Conclusion: Rare missense variants in GLIS3 associates nominally with increased level of HbA1c and increased risk of developing type 2 diabetes. In contrast, the rare p.I28V variant associate with reduced level of fasting plasma glucose and may be protective against type 2 diabetes.

Publication types

Research Support, Non-U.S. Gov't

MeSH terms

Adult
Aged
Alleles
Blood Glucose
DNA-Binding Proteins / genetics*
Diabetes Mellitus, Type 2 / blood
Diabetes Mellitus, Type 2 / genetics*
Female
Gene Frequency
Genetic Predisposition to Disease
Genotype
Humans
Male
Middle Aged
Mutation, Missense*
Prediabetic State / blood
Prediabetic State / genetics*
Repressor Proteins / genetics*
Trans-Activators / genetics*

Substances

Blood Glucose
DNA-Binding Proteins
GLIS3 protein, human
Repressor Proteins
Trans-Activators

Supplementary concepts

Mason-Type Diabetes

Grants and funding

This project received funding from the European Union’s Horizon 2020 research and innovation program under grant agreement No 667191 (authors awarded: APG, NG and TH). In addition, the study was supported from the Danish Diabetes Academy, the Danish Medical Research Council, the European Foundation for the Study of Diabetes (EFSD), the Novo Nordisk Foundation (Immunometabolism, NNF15CC0018486) and the Danish Diabetes Association. The DD2 cohort was funded by the Danish Agency for Science (grant no. 09-067009 and 09-075724) (authors awarded: JSN and JR).
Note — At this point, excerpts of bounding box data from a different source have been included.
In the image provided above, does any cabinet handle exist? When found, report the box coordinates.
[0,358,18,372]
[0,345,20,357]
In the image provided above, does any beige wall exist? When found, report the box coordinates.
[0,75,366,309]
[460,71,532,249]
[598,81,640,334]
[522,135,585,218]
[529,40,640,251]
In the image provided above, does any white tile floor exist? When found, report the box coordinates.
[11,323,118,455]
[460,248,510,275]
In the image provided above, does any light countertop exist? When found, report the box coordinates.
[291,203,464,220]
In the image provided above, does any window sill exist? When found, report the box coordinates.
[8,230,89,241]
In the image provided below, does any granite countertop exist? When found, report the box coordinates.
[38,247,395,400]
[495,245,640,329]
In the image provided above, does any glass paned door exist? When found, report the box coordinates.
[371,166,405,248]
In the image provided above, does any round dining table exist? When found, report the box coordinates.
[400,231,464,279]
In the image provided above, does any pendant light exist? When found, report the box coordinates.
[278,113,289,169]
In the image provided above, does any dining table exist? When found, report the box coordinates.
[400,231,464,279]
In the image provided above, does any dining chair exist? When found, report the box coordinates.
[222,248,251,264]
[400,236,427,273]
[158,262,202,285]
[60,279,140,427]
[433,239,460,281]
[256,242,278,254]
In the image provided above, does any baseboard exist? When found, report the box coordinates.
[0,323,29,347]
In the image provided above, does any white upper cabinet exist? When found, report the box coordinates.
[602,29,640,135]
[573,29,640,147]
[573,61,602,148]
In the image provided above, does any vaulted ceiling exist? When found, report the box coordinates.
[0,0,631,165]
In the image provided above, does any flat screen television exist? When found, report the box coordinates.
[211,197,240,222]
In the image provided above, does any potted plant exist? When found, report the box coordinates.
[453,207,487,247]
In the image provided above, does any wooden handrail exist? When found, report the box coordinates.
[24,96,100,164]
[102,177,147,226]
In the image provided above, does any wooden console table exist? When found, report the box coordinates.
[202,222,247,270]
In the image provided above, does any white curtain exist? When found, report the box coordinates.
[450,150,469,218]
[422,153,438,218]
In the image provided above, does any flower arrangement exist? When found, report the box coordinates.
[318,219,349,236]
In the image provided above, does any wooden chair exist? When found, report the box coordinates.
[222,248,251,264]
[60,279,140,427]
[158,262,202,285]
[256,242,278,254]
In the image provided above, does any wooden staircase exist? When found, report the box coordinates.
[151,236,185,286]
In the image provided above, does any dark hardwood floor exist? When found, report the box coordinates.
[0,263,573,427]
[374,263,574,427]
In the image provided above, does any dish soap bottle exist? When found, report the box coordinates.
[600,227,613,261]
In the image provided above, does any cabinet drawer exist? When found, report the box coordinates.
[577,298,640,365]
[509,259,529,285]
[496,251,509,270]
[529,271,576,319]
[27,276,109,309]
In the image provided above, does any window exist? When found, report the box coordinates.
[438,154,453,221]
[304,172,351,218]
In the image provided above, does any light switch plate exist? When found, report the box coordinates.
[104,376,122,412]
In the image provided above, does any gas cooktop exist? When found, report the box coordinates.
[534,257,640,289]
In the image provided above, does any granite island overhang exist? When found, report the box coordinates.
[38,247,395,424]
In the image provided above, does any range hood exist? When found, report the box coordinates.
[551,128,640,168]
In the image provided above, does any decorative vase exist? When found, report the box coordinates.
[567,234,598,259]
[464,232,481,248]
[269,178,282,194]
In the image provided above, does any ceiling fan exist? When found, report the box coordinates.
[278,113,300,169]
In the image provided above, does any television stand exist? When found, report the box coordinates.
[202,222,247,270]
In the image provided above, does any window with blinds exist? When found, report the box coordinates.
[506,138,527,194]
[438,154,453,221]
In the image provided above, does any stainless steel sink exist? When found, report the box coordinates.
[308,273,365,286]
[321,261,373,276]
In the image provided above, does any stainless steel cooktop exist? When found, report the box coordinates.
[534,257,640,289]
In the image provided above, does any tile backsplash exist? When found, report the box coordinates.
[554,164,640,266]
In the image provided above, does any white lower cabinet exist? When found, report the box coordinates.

The Novo Nordisk Foundation Center for Basic Metabolic Research is an independent research center at the University of Copenhagen, partially funded by an unrestricted donation from the Novo Nordisk Foundation (www.metabol.ku.dk). The BGI provided support in the form of salaries for author [JS and KK], but did not have any additional role in the study design, data collection and analysis, decision to publish, or preparation of the manuscript. The specific roles of these authors are articulated in the ‘author contributions’ section. The iCarbonX provided support in the form of salaries for author [WJ], but did not have any additional role in the study design, data collection and analysis, decision to publish, or preparation of the manuscript. No other funders had any role in study design, data collection and analysis, decision to publish, or preparation of the manuscript. The specific roles of these authors are articulated in the ‘author contributions’ section.